Highlight and complex search

Hey guys,
Newbie Elastic user here.

I'd like to share with you an issue I have while using the highlight feature in a complex search operation.
What I want to achieve is to get the list of fields that match my search and led to the document being returned.

Here is my search query that is composed of 3 multi match query on the same fields but with different types and analyszer :

    GET /datasets/_search
    {
      "explain": true,
      "highlight": {
        "fields": {
          "name": {},
          "description": {},
          "scope": {},
          "businessTerms": {}
        },
        "require_field_match": false
      },
      "query": {
        "bool": {
          "must": [
            {
              "bool": {
                "should": [
                  {
                    "multi_match": {
                      "type": "cross_fields",
                      "query": "Customer something Receipt",
                      "fields": [
                        "name^1",
                        "scope^1",
                        "description^0.05",
                        "businessTerms^2"
                      ],
                      "analyzer": "whitespace_tokenizer",
                      "_name": "_datasets"
                    }
                  },
                  {
                    "multi_match": {
                      "query": "Customer something Receipt",
                      "type": "phrase",
                      "slop": 1,
                      "fields": [
                        "name^1",
                        "scope^1",
                        "description^0.05",
                        "businessTerms^2"
                      ],
                      "analyzer": "whitespace_tokenizer",
                      "_name": "_phrase_datasets"
                    }
                  },
                  {
                    "multi_match": {
                      "query": "Customer something Receipt",
                      "type": "phrase",
                      "slop": 3,
                      "fields": [
                        "name^1",
                        "scope^1",
                        "description^0.05",
                        "businessTerms^2"
                      ],
                      "analyzer": "lowercase_tokenizer_bu_mapping",
                      "_name": "_exact_phrase_bu_mapping_datasets"
                    }
                  }
                ]
              }
            }
          ],
          "must_not": [
            {
              "term": {
                "isPrivate": true
              }
            }
          ]
        }
      }
    }

Below is a sample of the response :

    {
        "_shard": "[datasets][0]",
        "_node": "fv-Hfz4kTmuhDxfRsRVM1g",
        "_index": "datasets",
        "_type": "_doc",
        "_id": "SomeId",
        "_score": 15.152907,
        "_source": {
            "name": "Some name",
            "code": "SomeId",
            "teamId": "teamId",
            "description": "Some Description",
            "businessTerms": [
                "Customer receipt line",
                "Customer Receipt",
                "Customer Discount",
                "Payment line",
                "Profit Transaction"
            ],
            "isPrivate": false
        },
        "matched_queries": [
            "_datasets"
        ]
    }

As you can see from the output, there's no highlight but we can see that the match_query was the _dataset one.

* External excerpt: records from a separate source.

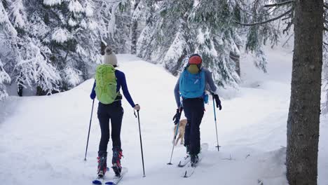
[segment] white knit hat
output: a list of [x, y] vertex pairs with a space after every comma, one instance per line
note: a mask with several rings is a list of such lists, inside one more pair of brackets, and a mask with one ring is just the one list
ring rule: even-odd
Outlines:
[[113, 49], [110, 46], [107, 46], [105, 48], [104, 64], [117, 65], [116, 55], [115, 55], [115, 53], [113, 52]]

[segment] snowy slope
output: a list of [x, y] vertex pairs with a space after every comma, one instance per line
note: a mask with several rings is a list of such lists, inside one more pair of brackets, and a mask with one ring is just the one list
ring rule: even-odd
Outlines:
[[[180, 177], [182, 169], [166, 165], [172, 149], [172, 117], [176, 109], [173, 88], [177, 78], [160, 66], [131, 55], [118, 55], [119, 69], [125, 73], [132, 98], [142, 107], [146, 175], [142, 178], [137, 121], [123, 100], [122, 163], [129, 172], [122, 184], [287, 184], [283, 146], [286, 146], [292, 55], [282, 50], [269, 50], [268, 54], [268, 74], [242, 63], [242, 87], [239, 90], [222, 90], [223, 110], [217, 114], [219, 152], [214, 147], [212, 102], [206, 105], [201, 139], [210, 148], [207, 157], [188, 179]], [[83, 161], [93, 83], [91, 79], [50, 97], [11, 97], [1, 102], [0, 184], [90, 184], [96, 174], [100, 138], [95, 104], [88, 160]], [[325, 160], [328, 147], [322, 142], [328, 139], [327, 121], [322, 118], [320, 130], [320, 185], [328, 184]], [[177, 146], [172, 163], [177, 164], [184, 153], [184, 147]]]

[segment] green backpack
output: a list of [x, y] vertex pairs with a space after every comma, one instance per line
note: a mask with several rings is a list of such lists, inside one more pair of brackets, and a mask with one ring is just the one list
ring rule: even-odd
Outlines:
[[119, 92], [116, 92], [115, 68], [110, 64], [100, 64], [95, 73], [97, 99], [104, 104], [114, 102]]

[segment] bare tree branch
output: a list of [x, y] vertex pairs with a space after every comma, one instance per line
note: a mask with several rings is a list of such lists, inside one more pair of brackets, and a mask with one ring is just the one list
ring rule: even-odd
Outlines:
[[267, 20], [263, 21], [263, 22], [254, 22], [254, 23], [248, 23], [248, 24], [247, 23], [242, 23], [242, 22], [237, 22], [237, 21], [235, 21], [235, 22], [237, 23], [237, 24], [239, 24], [239, 25], [240, 25], [242, 26], [247, 26], [247, 27], [255, 26], [255, 25], [263, 25], [263, 24], [266, 24], [266, 23], [268, 23], [268, 22], [273, 22], [273, 21], [275, 21], [276, 20], [278, 20], [278, 19], [285, 16], [286, 15], [288, 15], [289, 13], [290, 13], [293, 11], [294, 11], [294, 8], [291, 8], [288, 11], [282, 13], [282, 15], [279, 15], [278, 17], [275, 17], [274, 18], [269, 19], [269, 20]]
[[284, 6], [284, 5], [286, 5], [286, 4], [292, 4], [292, 3], [293, 3], [294, 1], [294, 0], [291, 0], [291, 1], [285, 1], [285, 2], [282, 2], [282, 3], [276, 3], [276, 4], [267, 4], [267, 5], [265, 5], [264, 7], [267, 8], [267, 7], [272, 7], [272, 6]]

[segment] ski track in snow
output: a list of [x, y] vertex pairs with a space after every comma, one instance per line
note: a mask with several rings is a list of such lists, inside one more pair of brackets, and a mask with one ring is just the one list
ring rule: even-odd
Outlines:
[[[129, 172], [121, 184], [285, 185], [286, 124], [290, 96], [291, 53], [269, 50], [269, 73], [242, 63], [244, 79], [239, 90], [222, 90], [223, 110], [217, 111], [219, 142], [212, 102], [205, 106], [201, 142], [210, 145], [206, 157], [189, 178], [177, 167], [185, 153], [175, 147], [174, 165], [168, 165], [172, 149], [175, 111], [173, 88], [177, 78], [154, 65], [118, 55], [135, 103], [139, 103], [146, 177], [142, 177], [137, 120], [127, 101], [121, 139], [122, 164]], [[247, 60], [247, 62], [252, 62]], [[271, 70], [272, 69], [272, 70]], [[261, 80], [259, 80], [261, 79]], [[0, 105], [1, 184], [90, 184], [96, 175], [100, 130], [95, 104], [90, 137], [84, 154], [93, 80], [74, 89], [46, 97], [10, 97]], [[97, 101], [96, 101], [97, 102]], [[3, 111], [4, 110], [4, 111]], [[319, 149], [320, 185], [327, 185], [327, 118], [322, 118]], [[111, 141], [109, 158], [111, 158]], [[109, 160], [110, 161], [110, 160]], [[112, 173], [111, 170], [109, 173]]]

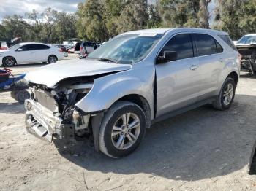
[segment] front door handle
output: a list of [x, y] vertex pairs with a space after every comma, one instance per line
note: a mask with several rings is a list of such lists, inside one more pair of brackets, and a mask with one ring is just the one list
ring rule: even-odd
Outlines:
[[190, 69], [191, 70], [195, 70], [196, 69], [197, 69], [199, 67], [199, 65], [191, 65], [190, 66]]

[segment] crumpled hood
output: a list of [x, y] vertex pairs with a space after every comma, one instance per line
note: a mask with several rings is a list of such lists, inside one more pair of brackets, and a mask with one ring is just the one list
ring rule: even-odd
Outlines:
[[29, 72], [25, 79], [29, 82], [53, 87], [59, 81], [74, 77], [86, 77], [128, 70], [130, 64], [119, 64], [94, 60], [75, 59], [51, 63]]
[[10, 50], [0, 50], [0, 54], [1, 53], [4, 53], [4, 52], [10, 52]]

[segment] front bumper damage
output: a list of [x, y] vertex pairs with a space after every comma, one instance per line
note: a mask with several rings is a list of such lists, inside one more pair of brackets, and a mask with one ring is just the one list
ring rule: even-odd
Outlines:
[[25, 101], [26, 126], [27, 130], [38, 137], [49, 141], [53, 139], [73, 139], [75, 124], [63, 120], [56, 113], [42, 106], [31, 99]]

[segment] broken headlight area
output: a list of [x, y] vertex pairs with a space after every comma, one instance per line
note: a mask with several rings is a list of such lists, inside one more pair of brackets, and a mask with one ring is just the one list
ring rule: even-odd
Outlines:
[[89, 134], [91, 115], [75, 106], [93, 83], [69, 82], [53, 88], [31, 85], [32, 96], [25, 102], [26, 124], [30, 133], [51, 141]]

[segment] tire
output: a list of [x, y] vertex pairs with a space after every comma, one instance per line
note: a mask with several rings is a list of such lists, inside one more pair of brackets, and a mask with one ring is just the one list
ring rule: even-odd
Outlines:
[[[236, 85], [234, 79], [233, 78], [227, 77], [223, 83], [217, 98], [212, 103], [214, 108], [217, 110], [228, 109], [231, 106], [234, 100], [236, 87]], [[232, 95], [230, 93], [231, 90], [233, 90]], [[227, 91], [230, 92], [230, 93], [227, 93], [227, 95], [226, 94]]]
[[[129, 118], [127, 126], [124, 125], [127, 123], [124, 122], [124, 116]], [[140, 144], [146, 125], [146, 117], [139, 106], [129, 101], [116, 102], [108, 110], [102, 120], [99, 137], [100, 151], [114, 158], [128, 155]]]
[[3, 65], [6, 67], [12, 67], [16, 64], [16, 60], [11, 56], [5, 57], [3, 59]]
[[26, 99], [30, 98], [30, 93], [27, 90], [14, 90], [11, 92], [11, 97], [20, 104], [24, 104]]
[[48, 61], [49, 63], [56, 63], [58, 61], [58, 58], [56, 55], [49, 55]]

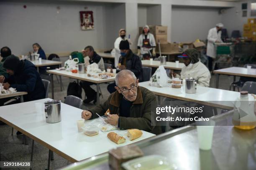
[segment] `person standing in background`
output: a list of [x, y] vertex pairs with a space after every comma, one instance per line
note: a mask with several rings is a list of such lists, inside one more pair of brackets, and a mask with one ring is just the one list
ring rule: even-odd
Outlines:
[[[41, 46], [38, 43], [35, 43], [33, 44], [32, 45], [34, 54], [38, 54], [39, 55], [39, 58], [42, 58], [42, 59], [46, 60], [46, 55], [44, 50], [41, 48]], [[31, 52], [29, 52], [31, 54]], [[45, 74], [46, 73], [46, 67], [39, 67], [39, 73], [40, 74]]]
[[[119, 58], [121, 55], [120, 50], [119, 49], [119, 44], [122, 40], [128, 40], [125, 37], [126, 32], [125, 30], [122, 28], [119, 30], [119, 37], [118, 37], [114, 43], [114, 50], [115, 50], [115, 67], [117, 68], [119, 61]], [[129, 42], [130, 45], [131, 43]]]
[[206, 55], [208, 56], [208, 66], [210, 71], [215, 69], [212, 68], [212, 62], [216, 58], [216, 48], [214, 47], [214, 43], [223, 42], [221, 40], [221, 29], [223, 26], [221, 23], [217, 24], [216, 27], [210, 29], [208, 33]]
[[149, 32], [149, 27], [145, 25], [143, 28], [142, 34], [138, 40], [138, 55], [142, 55], [143, 59], [149, 60], [156, 56], [156, 40], [153, 34]]

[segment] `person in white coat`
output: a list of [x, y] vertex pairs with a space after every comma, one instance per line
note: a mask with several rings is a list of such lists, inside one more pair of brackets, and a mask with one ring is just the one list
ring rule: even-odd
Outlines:
[[142, 34], [138, 40], [138, 55], [142, 55], [143, 59], [149, 60], [156, 56], [156, 40], [154, 35], [149, 32], [149, 27], [145, 25], [143, 28]]
[[210, 71], [214, 68], [212, 67], [212, 61], [216, 58], [216, 49], [214, 43], [223, 42], [221, 40], [221, 29], [224, 26], [221, 23], [216, 25], [216, 27], [210, 29], [207, 36], [207, 51], [206, 55], [208, 56], [208, 68]]
[[201, 86], [209, 87], [211, 79], [210, 72], [199, 59], [199, 53], [195, 49], [185, 50], [182, 55], [185, 66], [182, 69], [180, 75], [171, 73], [170, 75], [181, 79], [193, 78], [197, 80], [197, 85]]
[[127, 40], [125, 37], [126, 33], [125, 30], [123, 28], [119, 30], [119, 37], [115, 40], [114, 43], [114, 48], [113, 51], [115, 52], [114, 53], [115, 54], [115, 68], [117, 68], [118, 66], [119, 58], [121, 56], [120, 50], [119, 49], [119, 44], [121, 41]]

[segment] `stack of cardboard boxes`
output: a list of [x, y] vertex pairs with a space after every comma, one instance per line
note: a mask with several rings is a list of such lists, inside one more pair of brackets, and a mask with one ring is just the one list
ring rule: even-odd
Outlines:
[[[179, 44], [170, 43], [167, 40], [167, 27], [161, 25], [149, 25], [149, 30], [155, 37], [156, 48], [156, 51], [159, 52], [159, 41], [160, 42], [161, 52], [179, 52]], [[139, 29], [139, 35], [142, 33], [142, 27]]]
[[256, 18], [248, 18], [248, 22], [243, 25], [243, 37], [256, 41]]

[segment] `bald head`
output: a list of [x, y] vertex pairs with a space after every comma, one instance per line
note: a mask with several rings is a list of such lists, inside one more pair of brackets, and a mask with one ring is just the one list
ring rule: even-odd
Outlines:
[[117, 86], [118, 86], [118, 81], [120, 80], [125, 81], [125, 79], [130, 80], [131, 78], [133, 79], [136, 81], [136, 76], [133, 72], [129, 70], [123, 70], [120, 71], [115, 76], [115, 84]]

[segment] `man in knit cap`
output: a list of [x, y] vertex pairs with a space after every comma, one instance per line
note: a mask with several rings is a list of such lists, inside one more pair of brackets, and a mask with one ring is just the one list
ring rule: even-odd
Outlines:
[[201, 86], [209, 87], [211, 74], [208, 68], [200, 61], [199, 53], [195, 49], [187, 49], [178, 57], [183, 59], [185, 66], [182, 69], [180, 75], [171, 73], [170, 76], [184, 79], [192, 78], [197, 80], [197, 84]]
[[5, 89], [11, 87], [18, 92], [28, 92], [24, 96], [25, 102], [44, 98], [46, 92], [44, 84], [32, 62], [26, 60], [20, 60], [12, 55], [5, 59], [3, 67], [9, 75], [3, 84]]

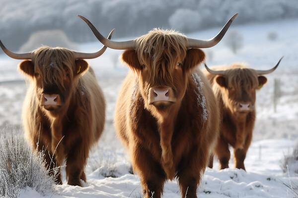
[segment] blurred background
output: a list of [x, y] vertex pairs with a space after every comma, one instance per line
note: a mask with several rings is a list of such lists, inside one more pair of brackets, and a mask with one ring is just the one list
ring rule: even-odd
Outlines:
[[[222, 27], [236, 12], [233, 25], [298, 17], [297, 0], [0, 0], [0, 39], [21, 52], [41, 43], [76, 50], [76, 43], [95, 41], [77, 14], [105, 36], [116, 28], [114, 39], [134, 38], [154, 27], [186, 34]], [[30, 36], [43, 40], [30, 48]]]

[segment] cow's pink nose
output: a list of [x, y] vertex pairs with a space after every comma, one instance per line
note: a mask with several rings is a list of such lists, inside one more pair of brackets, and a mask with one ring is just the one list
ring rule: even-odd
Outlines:
[[57, 103], [57, 96], [50, 96], [43, 95], [45, 99], [45, 105], [56, 105]]
[[240, 105], [240, 110], [249, 110], [250, 107], [250, 104], [249, 103], [240, 103], [239, 104]]
[[169, 99], [169, 89], [163, 91], [153, 90], [155, 101], [167, 101]]

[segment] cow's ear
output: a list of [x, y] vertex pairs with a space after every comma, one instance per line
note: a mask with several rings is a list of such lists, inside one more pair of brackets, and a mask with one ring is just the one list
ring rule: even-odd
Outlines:
[[205, 54], [200, 49], [192, 48], [187, 50], [186, 56], [183, 63], [183, 68], [189, 70], [205, 60]]
[[135, 50], [126, 50], [121, 56], [121, 59], [134, 71], [138, 71], [142, 69], [142, 67], [138, 55]]
[[258, 86], [258, 89], [262, 88], [262, 87], [267, 83], [267, 78], [264, 76], [258, 76], [258, 80], [259, 80], [259, 86]]
[[31, 60], [24, 60], [18, 64], [18, 69], [31, 77], [34, 76], [34, 65]]
[[81, 75], [87, 71], [88, 67], [89, 67], [89, 64], [85, 60], [79, 59], [75, 60], [75, 66], [74, 75]]
[[216, 82], [221, 87], [227, 88], [226, 83], [225, 82], [225, 78], [224, 76], [219, 76], [215, 79]]

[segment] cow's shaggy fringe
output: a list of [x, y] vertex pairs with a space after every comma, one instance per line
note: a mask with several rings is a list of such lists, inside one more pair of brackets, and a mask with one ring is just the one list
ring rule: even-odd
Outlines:
[[[0, 136], [0, 197], [19, 197], [21, 190], [27, 187], [43, 196], [54, 193], [58, 170], [46, 170], [43, 159], [46, 153], [32, 152], [19, 134], [6, 127]], [[49, 176], [50, 171], [53, 176]]]

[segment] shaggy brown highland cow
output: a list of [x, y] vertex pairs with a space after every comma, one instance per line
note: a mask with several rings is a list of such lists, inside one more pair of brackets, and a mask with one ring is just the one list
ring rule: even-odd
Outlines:
[[[17, 54], [0, 41], [0, 45], [9, 56], [25, 59], [18, 65], [30, 82], [23, 107], [25, 136], [35, 149], [45, 150], [47, 168], [65, 160], [68, 184], [82, 186], [89, 151], [102, 132], [105, 111], [102, 92], [83, 58], [98, 57], [106, 47], [85, 53], [42, 47]], [[56, 182], [62, 184], [60, 173]]]
[[[271, 69], [251, 69], [243, 64], [207, 69], [204, 72], [213, 86], [220, 103], [221, 129], [214, 153], [220, 160], [220, 169], [228, 167], [229, 146], [234, 148], [234, 167], [245, 170], [244, 159], [252, 138], [256, 117], [256, 90], [267, 82], [262, 76], [272, 72], [281, 59]], [[213, 167], [212, 156], [209, 166]]]
[[146, 198], [160, 198], [164, 182], [174, 178], [182, 198], [197, 197], [220, 122], [211, 85], [196, 67], [205, 58], [198, 48], [218, 43], [236, 15], [208, 41], [155, 29], [122, 42], [103, 39], [79, 16], [105, 46], [126, 50], [121, 58], [131, 70], [118, 98], [115, 126]]

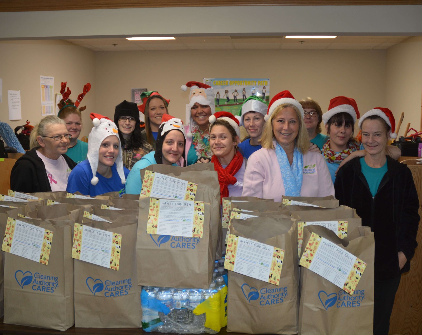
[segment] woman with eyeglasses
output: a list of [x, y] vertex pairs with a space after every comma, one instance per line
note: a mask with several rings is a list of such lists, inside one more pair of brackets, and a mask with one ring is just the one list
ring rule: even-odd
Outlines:
[[65, 190], [76, 165], [65, 154], [71, 137], [61, 119], [50, 115], [41, 119], [31, 133], [30, 151], [12, 169], [12, 190], [27, 193]]
[[303, 108], [303, 123], [308, 130], [309, 141], [316, 144], [320, 149], [322, 149], [327, 138], [321, 133], [322, 111], [319, 105], [310, 97], [301, 100], [299, 103]]
[[153, 150], [152, 146], [142, 139], [139, 110], [135, 103], [125, 100], [116, 106], [114, 122], [119, 129], [123, 165], [130, 170], [144, 155]]

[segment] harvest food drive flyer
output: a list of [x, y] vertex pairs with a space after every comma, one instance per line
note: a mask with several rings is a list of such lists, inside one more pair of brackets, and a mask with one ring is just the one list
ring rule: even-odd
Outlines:
[[148, 234], [202, 238], [204, 202], [149, 199]]
[[75, 224], [73, 258], [119, 271], [121, 247], [121, 234]]
[[139, 197], [193, 201], [197, 187], [194, 183], [146, 170]]
[[224, 267], [278, 286], [284, 256], [279, 248], [230, 234]]
[[351, 295], [366, 263], [328, 240], [313, 232], [299, 263]]
[[47, 265], [52, 240], [53, 232], [8, 218], [1, 249]]

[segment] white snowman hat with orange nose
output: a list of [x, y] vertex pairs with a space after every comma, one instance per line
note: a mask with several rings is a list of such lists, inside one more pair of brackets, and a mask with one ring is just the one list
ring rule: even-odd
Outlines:
[[98, 178], [95, 175], [97, 173], [97, 169], [98, 167], [98, 151], [100, 146], [103, 141], [106, 137], [110, 135], [114, 135], [119, 139], [119, 154], [116, 159], [116, 164], [117, 173], [120, 177], [122, 184], [124, 184], [126, 182], [124, 178], [124, 173], [123, 171], [123, 161], [122, 156], [122, 146], [120, 143], [120, 139], [119, 137], [119, 130], [116, 124], [106, 116], [103, 116], [100, 114], [92, 113], [89, 117], [92, 120], [92, 124], [94, 127], [91, 130], [91, 132], [88, 135], [88, 160], [91, 165], [92, 171], [92, 178], [91, 180], [91, 184], [96, 185], [98, 182]]

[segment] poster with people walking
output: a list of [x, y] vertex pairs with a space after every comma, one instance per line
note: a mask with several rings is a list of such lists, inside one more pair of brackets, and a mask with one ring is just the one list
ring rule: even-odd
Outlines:
[[237, 115], [243, 102], [251, 95], [270, 102], [270, 79], [262, 78], [204, 78], [214, 89], [215, 111]]

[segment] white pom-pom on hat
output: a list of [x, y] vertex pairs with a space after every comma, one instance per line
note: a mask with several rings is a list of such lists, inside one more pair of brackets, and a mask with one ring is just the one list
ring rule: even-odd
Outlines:
[[96, 117], [92, 120], [92, 124], [94, 127], [98, 127], [100, 125], [100, 119], [97, 119]]

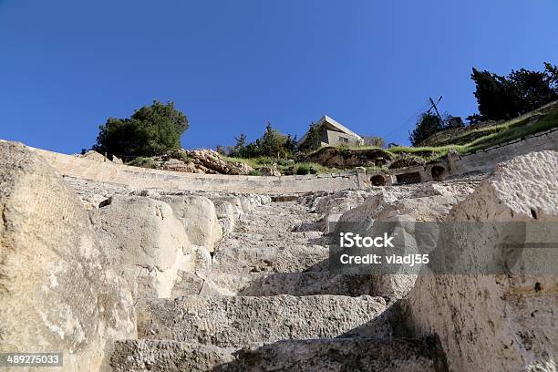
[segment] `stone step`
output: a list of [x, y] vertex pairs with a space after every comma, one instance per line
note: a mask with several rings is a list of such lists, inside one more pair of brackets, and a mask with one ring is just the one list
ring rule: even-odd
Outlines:
[[278, 294], [375, 294], [377, 279], [372, 275], [330, 275], [328, 272], [307, 273], [225, 273], [181, 272], [181, 282], [172, 290], [172, 298], [188, 294], [271, 296]]
[[447, 370], [430, 338], [288, 340], [241, 350], [169, 340], [118, 341], [114, 372], [151, 371], [374, 371]]
[[329, 250], [320, 245], [227, 247], [213, 254], [212, 270], [237, 274], [324, 271], [328, 256]]
[[253, 342], [391, 336], [382, 297], [202, 296], [143, 300], [140, 338], [241, 347]]

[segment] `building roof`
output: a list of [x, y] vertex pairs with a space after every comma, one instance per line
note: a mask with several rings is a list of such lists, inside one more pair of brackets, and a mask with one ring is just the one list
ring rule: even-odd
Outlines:
[[[318, 127], [325, 126], [326, 128], [327, 128], [330, 130], [342, 132], [342, 133], [348, 134], [350, 136], [354, 136], [354, 137], [356, 137], [357, 139], [361, 139], [362, 140], [362, 138], [359, 135], [357, 135], [356, 133], [355, 133], [354, 131], [352, 131], [348, 128], [345, 127], [344, 125], [342, 125], [338, 121], [335, 120], [334, 119], [328, 117], [327, 115], [324, 115], [322, 118], [320, 118], [320, 119], [318, 121], [316, 121], [315, 124]], [[306, 132], [303, 136], [303, 138], [300, 139], [298, 143], [300, 144], [300, 143], [303, 143], [305, 140], [306, 140], [306, 136], [307, 135], [308, 135], [308, 132]]]

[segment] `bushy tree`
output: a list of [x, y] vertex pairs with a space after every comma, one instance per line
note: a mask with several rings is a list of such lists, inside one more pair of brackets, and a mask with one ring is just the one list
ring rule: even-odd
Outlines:
[[448, 113], [439, 118], [438, 115], [425, 112], [418, 117], [415, 129], [409, 133], [408, 140], [411, 145], [417, 146], [439, 131], [462, 126], [461, 120], [451, 120], [451, 116]]
[[268, 123], [262, 137], [253, 142], [248, 143], [246, 135], [241, 133], [236, 138], [236, 145], [231, 156], [236, 158], [257, 158], [260, 156], [284, 158], [292, 155], [295, 147], [295, 137], [282, 134]]
[[544, 64], [543, 71], [521, 68], [502, 77], [473, 68], [478, 120], [501, 120], [516, 118], [558, 99], [558, 67]]
[[129, 119], [109, 118], [99, 127], [93, 150], [125, 158], [158, 155], [180, 149], [188, 127], [188, 119], [172, 102], [155, 100]]

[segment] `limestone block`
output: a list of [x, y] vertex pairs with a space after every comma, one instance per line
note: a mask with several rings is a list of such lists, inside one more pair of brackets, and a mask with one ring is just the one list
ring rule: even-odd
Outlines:
[[110, 264], [136, 297], [169, 297], [189, 241], [170, 206], [140, 196], [114, 196], [90, 212]]
[[136, 336], [132, 304], [76, 194], [36, 153], [0, 141], [0, 352], [59, 351], [57, 370], [98, 371], [114, 338]]
[[[517, 157], [499, 165], [448, 222], [556, 223], [556, 151]], [[479, 233], [458, 247], [459, 258], [484, 262], [505, 239]], [[527, 251], [555, 260], [552, 250]], [[521, 266], [505, 274], [420, 275], [409, 294], [411, 326], [439, 336], [450, 370], [546, 370], [535, 367], [551, 366], [558, 355], [557, 288], [556, 274]]]
[[222, 236], [215, 205], [203, 196], [171, 195], [160, 197], [182, 222], [190, 242], [212, 252]]

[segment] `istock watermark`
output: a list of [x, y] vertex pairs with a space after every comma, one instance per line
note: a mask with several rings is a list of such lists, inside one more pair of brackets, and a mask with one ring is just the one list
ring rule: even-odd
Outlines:
[[336, 222], [334, 274], [558, 274], [558, 223]]

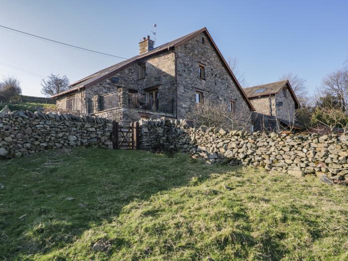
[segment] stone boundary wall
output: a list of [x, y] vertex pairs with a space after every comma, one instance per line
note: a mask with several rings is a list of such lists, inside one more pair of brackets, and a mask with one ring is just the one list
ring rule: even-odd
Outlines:
[[176, 149], [209, 163], [262, 166], [298, 176], [326, 176], [338, 183], [348, 180], [348, 136], [227, 132], [192, 128], [185, 120], [140, 122], [143, 149]]
[[110, 120], [69, 114], [0, 113], [0, 158], [77, 146], [112, 148]]

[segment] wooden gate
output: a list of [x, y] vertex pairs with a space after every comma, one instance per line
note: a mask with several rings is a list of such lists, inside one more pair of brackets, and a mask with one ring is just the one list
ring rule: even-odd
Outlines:
[[111, 141], [113, 149], [137, 150], [139, 148], [139, 123], [132, 122], [130, 126], [112, 122]]

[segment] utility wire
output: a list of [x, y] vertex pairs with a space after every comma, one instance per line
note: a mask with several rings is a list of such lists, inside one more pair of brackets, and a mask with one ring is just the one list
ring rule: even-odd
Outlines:
[[39, 38], [39, 39], [43, 39], [43, 40], [47, 40], [47, 41], [50, 41], [52, 42], [54, 42], [54, 43], [59, 43], [59, 44], [63, 44], [63, 45], [66, 45], [67, 46], [70, 46], [70, 47], [74, 47], [74, 48], [78, 48], [78, 49], [81, 49], [81, 50], [85, 50], [85, 51], [88, 51], [88, 52], [93, 52], [93, 53], [95, 53], [99, 54], [102, 54], [102, 55], [107, 55], [107, 56], [112, 56], [112, 57], [116, 57], [116, 58], [120, 58], [120, 59], [128, 59], [128, 58], [125, 58], [124, 57], [120, 57], [120, 56], [116, 56], [116, 55], [112, 55], [112, 54], [106, 54], [106, 53], [102, 53], [102, 52], [97, 52], [97, 51], [93, 51], [93, 50], [90, 50], [90, 49], [86, 49], [86, 48], [82, 48], [82, 47], [79, 47], [79, 46], [76, 46], [76, 45], [71, 45], [71, 44], [67, 44], [67, 43], [63, 43], [63, 42], [60, 42], [60, 41], [55, 41], [55, 40], [52, 40], [52, 39], [48, 39], [48, 38], [45, 38], [45, 37], [41, 37], [41, 36], [39, 36], [38, 35], [35, 35], [35, 34], [31, 34], [31, 33], [26, 33], [25, 32], [23, 32], [22, 31], [19, 31], [19, 30], [16, 30], [15, 29], [13, 29], [13, 28], [9, 28], [9, 27], [6, 27], [6, 26], [4, 26], [3, 25], [0, 25], [0, 27], [2, 27], [3, 28], [7, 29], [8, 29], [8, 30], [10, 30], [13, 31], [14, 31], [14, 32], [18, 32], [18, 33], [22, 33], [22, 34], [26, 34], [26, 35], [29, 35], [29, 36], [33, 36], [33, 37], [36, 37], [36, 38]]

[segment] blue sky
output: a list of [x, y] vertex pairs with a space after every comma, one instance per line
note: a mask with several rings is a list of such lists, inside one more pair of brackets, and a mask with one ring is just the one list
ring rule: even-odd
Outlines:
[[[206, 26], [251, 86], [292, 72], [310, 95], [348, 59], [347, 0], [0, 2], [0, 25], [127, 58], [154, 23], [157, 46]], [[0, 29], [0, 76], [17, 77], [26, 95], [42, 96], [41, 79], [51, 73], [72, 83], [121, 61]]]

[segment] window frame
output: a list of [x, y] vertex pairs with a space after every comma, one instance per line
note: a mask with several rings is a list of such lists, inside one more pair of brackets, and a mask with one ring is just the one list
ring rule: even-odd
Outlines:
[[146, 77], [146, 63], [144, 63], [139, 65], [138, 80], [141, 80]]
[[286, 88], [283, 88], [283, 96], [285, 98], [287, 98], [287, 89]]
[[[203, 103], [204, 101], [204, 95], [202, 91], [199, 90], [195, 90], [194, 92], [195, 97], [196, 98], [196, 104], [199, 104]], [[197, 102], [197, 95], [198, 95], [198, 102]]]
[[205, 67], [202, 64], [199, 64], [198, 70], [199, 79], [205, 80]]
[[[70, 100], [72, 101], [68, 101], [68, 100]], [[68, 107], [68, 104], [71, 105], [70, 108]], [[76, 93], [70, 94], [66, 97], [65, 109], [68, 111], [75, 111], [75, 110], [77, 110], [77, 95]]]
[[231, 99], [230, 101], [230, 112], [233, 116], [236, 116], [236, 101]]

What bugs me is that if I remove other queries from my search :

    GET /datasets/_search
    {
      "explain": true,
      "highlight": {
        "fields": {
          "name": {},
          "description": {},
          "scope": {},
          "businessTerms": {}
        },
        "require_field_match": false
      },
      "query": {
        "bool": {
          "must": [
            {
              "bool": {
                "should": [
                  {
                    "multi_match": {
                      "type": "cross_fields",
                      "query": "Customer something Receipt",
                      "fields": [
                        "name^1",
                        "scope^1",
                        "description^0.05",
                        "businessTerms^2"
                      ],
                      "analyzer": "whitespace_tokenizer",
                      "_name": "_datasets"
                    }
                  }
                ]
              }
            }
          ],
          "must_not": [
            {
              "term": {
                "isPrivate": true
              }
            }
          ]
        }
      }
    }

The output has an highlight that corresponds to what I expect :

    {
        "_shard": "[datasets][0]",
        "_node": "fv-Hfz4kTmuhDxfRsRVM1g",
        "_index": "datasets",
        "_type": "_doc",
        "_id": "SomeId",
        "_score": 15.152907,
        "_source": {
            "name": "Some name",
            "code": "SomeId",
            "teamId": "teamId",
            "description": "Some description",
            "businessTerms": [
                "Sales",
                "Customer receipt line",
                "Customer Receipt",
                "Customer Discount",
                "Payment line",
                "Profit Transaction"
            ],
            "isPrivate": false
        },
        "highlight": {
            "businessTerms": [
                "<em>Customer</em> <em>receipt</em> line",
                "<em>Customer</em> <em>Receipt</em>",
                "<em>Customer</em> Discount"
            ]
        },
        "matched_queries": [
            "_datasets"
        ]
    }

Do you guys have any idea why it behaves like that ?
And how I can achieve what I'm looking to do ?

Thanks,

Fabian.

This topic was automatically closed 28 days after the last reply. New replies are no longer allowed.